UKCRIC’s Laboratories are a national, open, shared resource that form the state-of-the-art, world-class, research infrastructure that academic researchers need if they are to deliver world-leading infrastructure research. They are spaces for collaboration with a core purpose of fostering multi-, inter- and transdisciplinary academic partnerships and activities, delivering academic and industry impact nationally and internationally.
PLEXUS is enabling academics and industry stakeholders to co-produce and test the essential collaborative frameworks crucial for the success of the overall UKCRIC enterprise. This integrated view is driving progress towards the holistic sector mind-set that must underpin transformative thinking and practice in infrastructure provision.
To find out more, or to register an interest in attending the launch of the project’s results, being held on the 21 April 2020 in London, email us at firstname.lastname@example.org.
Soil-Structure Interactions (Problem #1)
All physical infrastructure systems rely upon ground support in some way. Despite this, soil-structure interactions generally, and dynamic and seismic loads particularly, are still poorly understood. Currently, holistic soil-structure interaction (SSI) studies are bespoke, designed from first principles, and hence often perceived as prohibitively costly, deterring imagination and innovation; it steers SSI decision-making back towards conventional, simplified solutions that are perceived to be less risky based on experience. The advent of advanced experimental and analytical tools, as embodied in UKCRIC, presents the opportunity for PLEXUS to establish a next-generation approach to holistic SSI engineering that anticipates and encompasses technological innovations. PLEXUS is advancing this through a focus upon integral bridges.
Harvesting Energy from Infrastructure Systems (Problem #2)
A smart way to obtain affordable and more sustainable thermal energy is to use existing or to-be-constructed infrastructure to recover otherwise wasted heat from their surrounding environments, e.g., tunnels or wastewater networks. This reduces whole life cost and can make such technologies economically feasible. However, because infrastructure systems are currently viewed as delivering a single service, few are explicitly designed to deliver multiple benefits. In addition, there are technical challenges to address before this use of new and existing infrastructure can be mainstreamed. PLEXUS is using the UKCRIC laboratories to gain a better understanding of the thermal exchange processes and to quantify the potential impact upon the stability and performance of existing infrastructure when heat is recovered or stored. In particular, PLEXUS is exploring the effects of temperature extraction on soil strength and stiffness, which may affect the performance of the associated infrastructure (such as pipelines, tunnels and integral bridge structures).

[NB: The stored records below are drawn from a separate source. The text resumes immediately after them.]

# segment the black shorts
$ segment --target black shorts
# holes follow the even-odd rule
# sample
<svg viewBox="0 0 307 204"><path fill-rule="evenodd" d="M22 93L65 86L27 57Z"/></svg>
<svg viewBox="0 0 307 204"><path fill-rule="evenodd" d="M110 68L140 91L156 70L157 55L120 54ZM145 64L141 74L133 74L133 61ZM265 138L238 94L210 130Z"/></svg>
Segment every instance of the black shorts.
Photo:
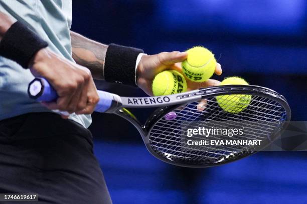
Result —
<svg viewBox="0 0 307 204"><path fill-rule="evenodd" d="M89 130L52 113L0 121L0 193L26 192L39 202L23 204L111 203Z"/></svg>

Deterioration of Infrastructure Materials (Problem #3)
There exists a dichotomy in infrastructure materials performance: almost all research uses new, pristine materials while almost all infrastructure is old and has thus undergone some degree of deterioration. Material properties often diminish with ageing (which is accelerated under extreme loading) yet this is often overlooked and infrastructure maintenance is frequently undertaken only when the effects of degradation are clearly visible. This makes their repair more expensive, more intrusive and more disruptive. Over 50% of the UK’s infrastructure budget is spent on maintenance and repair. Using UKCRIC’s laboratory facilities, PLEXUS is advancing understanding of the performance of degraded infrastructure materials by focusing upon integral bridges, which offer the promise of reduced maintenance because they are unjointed, but are subjected to extreme and uneven loadings and thus accelerated material degradation.